Recipe by blucoat
Barbara Treves' Forever Favourite Apple Pie took top honors at the 1st Annual KCRW Good Food Pie Contest, winning first place in the Fruit & Nut category as well as being named "Best in Show". Start this recipe ahead of time to allow for soaking, resting, and cooling times.
Top Review by kimberleydsaba
I come from a long line of homemade apple pie lovers. I have tried many recipes and this was one of the best. The crust was delicious. I substituted pastry flour portion for 1/2 cake flour and 1/2 all purpose flour. It worked perfectly. I used some craisins instead of sour cherries, maybe 1/2 cup, not soaked, I also used liquid vanilla instead of powdered and no vanilla bean. I used Fuji apples and they were juicy and delicious. I did drain some liquid off of the top after they cooked in the oven. I had a large 9" pan and the crust could have been more in quantity to get a good edge. Everyone loved the pie. I served with whipped cream and vanilla ice cream. I will be keeping this recipe.
- 1 1⁄2 cups whole wheat pastry flour
- 1 cup unbleached organic all-purpose flour
- 2 teaspoons salt
- 1 tablespoon vanilla powder
- 1 vanilla bean, split, seeds scraped
- 3 tablespoons sugar
- 1 1⁄4 cups sweet butter, unsalted
- 1 tablespoon white vinegar, chilled
- 6 -8 tablespoons ice water
- 4 tablespoons sweet butter
- 12 apples, peeled, cored and sliced (mixture of Granny Smith, Fuji or other tart, crisp apples the best)
- 1 vanilla bean, split seeds scraped
- 1 1⁄2 teaspoons ground cinnamon
- 1⁄4 teaspoon ground nutmeg
- 1⁄4 teaspoon ground cloves
- 1 cup sugar
- 4 tablespoons unbleached all-purpose flour
- 1 teaspoon salt
- 2 teaspoons vanilla extract
- 1⁄4 cup apple cider vinegar
- 1⁄2 cup sour dried cherries, soaked in 1/4 cup Calvados for at least 2 hours
- 1 egg
- 1 tablespoon cream
- turbinado sugar or coarse raw sugar
Directions See How It's Made
- For the crust: Measure out all dry ingredients, combine and place in freezer, keep butter & liquid ingredients in refrigerator for at least one hour prior to preparation.

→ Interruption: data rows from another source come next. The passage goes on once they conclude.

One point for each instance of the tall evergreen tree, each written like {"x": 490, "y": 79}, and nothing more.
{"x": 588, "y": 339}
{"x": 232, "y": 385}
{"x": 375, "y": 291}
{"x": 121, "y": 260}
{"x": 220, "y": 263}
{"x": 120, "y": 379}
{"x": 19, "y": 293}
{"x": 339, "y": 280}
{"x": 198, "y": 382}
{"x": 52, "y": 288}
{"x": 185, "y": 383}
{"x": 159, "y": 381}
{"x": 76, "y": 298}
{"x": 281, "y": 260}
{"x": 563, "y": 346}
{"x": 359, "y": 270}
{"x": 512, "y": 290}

- When ready, add dry ingredients to food processor and pulse to mix thoroughly. Add butter cubes and pulse until mixture resembles pea-sized meal. Add vinegar, pulse to mix then add ice water, 1 T at a time, until dough begins to stick together and when pinched by hand, holds together. Remove from processor and transfer to work surface. Divide the dough into two equal parts and gently form into balls, and wrap in waxed paper and refrigerate for at least one hour.
- For the filling: Mix all dry ingredients, including vanilla bean seeds together. Add 2 T of this dry mixture to roasting pan, along with peeled and sliced apples. Place under broiler and broil until apples are slightly browned but not cooked through. Once nicely browned, remove and add rest of the ingredients, except butter.
- Adding Filling to Pie Dough: Chill pie plate while you roll out 1 of the dough discs on a lightly floured surface until you get a disc that measure slightly larger than your pie plate and about 1/8 “– ¼” thick. Pull out pie plate and gently place rolled out dough in plate.
- Add broiled apples mixture, then dot with 4 T butter. Roll out 2nd disc into a circle about 1/8” – ¼” thick and place on top of apples. Pinch top and bottom dough edges together and form a decorative edge.
- For the topping: beat the egg and cream together in a small dish then brush top and edges of pie with mixture, sprinkle with sugar.
- Bake at 400 F for 45 minutes Cover edges of pie with aluminum foil if starting to brown too quickly. Turn pie in oven and cook an additional 15 minutes or until done. Cool for at least two hours prior to serving.